In the meanwhile, the General was satisfying the curiosity of the Senator, and incidentally that of the Duke, as to the identification of the self-styled Mrs. Talmage Eglinton with the mysterious Clinton Ziegler. He described the tangle of doubt and surmise he had got into when he had convinced himself that the occupants of the neighboring suites at the hotel were both concerned in the plot against the bonds, without being able to carry the matter further. And especially did he lay stress on the deadlock that had been reached when "Mrs. Talmage Eglinton's" artfully concocted anonymous warning against "Ziegler" had caused him to waver in his suspicions of her guilt.

"It took a woman to nose that out," said the General, with a whimsical grimace. "Miss Sybil heard me grumbling-unfortunate habit, talking to one's self-and put me right in a brace of shakes. 'Why,' she snaps out, after she'd pumped me about my difficulty, 'they must be one and the same person. Mrs. Talmage Eglinton _is_ Ziegler, and her intention is that after they've finished the business the Eglinton part of her will remain and the Ziegler part will vanish-with the odium of anything that may happen, don't you see. I didn't see it at once, but consented to lay a trap, and blessed if the girl wasn't right. Soon as the Eglinton was posted up by Sybil that I was going up next day to call on Ziegler at the hotel, and that I was going to raise Cain if I wasn't admitted, she shammed sick and sneaked out of the house, with old Azimoolah at her heels, to keep the appointment."

He went on to tell how his call on "Ziegler," followed by "Mrs.

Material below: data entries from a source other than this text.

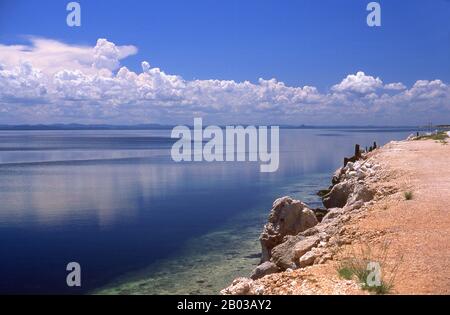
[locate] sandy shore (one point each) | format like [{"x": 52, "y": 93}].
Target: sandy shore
[{"x": 406, "y": 226}]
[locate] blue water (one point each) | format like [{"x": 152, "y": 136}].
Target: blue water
[{"x": 116, "y": 203}]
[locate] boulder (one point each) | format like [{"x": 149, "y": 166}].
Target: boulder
[
  {"x": 332, "y": 214},
  {"x": 360, "y": 194},
  {"x": 239, "y": 286},
  {"x": 305, "y": 245},
  {"x": 266, "y": 268},
  {"x": 283, "y": 254},
  {"x": 307, "y": 259},
  {"x": 287, "y": 217},
  {"x": 337, "y": 198}
]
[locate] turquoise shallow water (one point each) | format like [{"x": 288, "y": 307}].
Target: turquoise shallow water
[{"x": 137, "y": 222}]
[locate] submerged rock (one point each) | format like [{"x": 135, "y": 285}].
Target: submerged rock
[{"x": 287, "y": 217}]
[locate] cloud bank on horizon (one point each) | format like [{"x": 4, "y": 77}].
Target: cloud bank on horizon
[{"x": 49, "y": 81}]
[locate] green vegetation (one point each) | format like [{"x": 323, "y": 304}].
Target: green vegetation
[{"x": 408, "y": 195}]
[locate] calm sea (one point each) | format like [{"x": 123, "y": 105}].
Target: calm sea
[{"x": 137, "y": 222}]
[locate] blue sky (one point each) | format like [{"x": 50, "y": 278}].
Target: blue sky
[{"x": 300, "y": 43}]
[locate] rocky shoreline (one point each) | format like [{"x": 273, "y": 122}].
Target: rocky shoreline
[{"x": 296, "y": 236}]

Talmage Eglinton's" clandestine return to the house as witnessed by Alec Forsyth, had brushed all doubts aside and cleared the way for the final _coup_ in the crypt, again suggested by Sybil, for obtaining the bogus bonds and so drawing the sting of the enemy.

"The girl has got grit," was the Senator's admiring comment. "The right sort of grit, because she trusted to her man having it too. And, thunder, but it was plucky of him to face that crew in ignorance of the saving clause in his favor."

"Yes, the boy behaved well," the General admitted. "But I think the Duke beat him for courage in going to meet you at Liverpool in ignorance that we had drawn off the cut-throats who he had reason to believe would dog him directly he left the house. Alec had to make up for a bad lapse. We never allowed laxity in our service, and Alec was lax, very lax, in giving them that chance on the railway."

Beaumanoir sat up at this, and, leaning forward, tapped the General on the knee.

"Oblige me by not drawing comparisons," he said-for him-quite fiercely.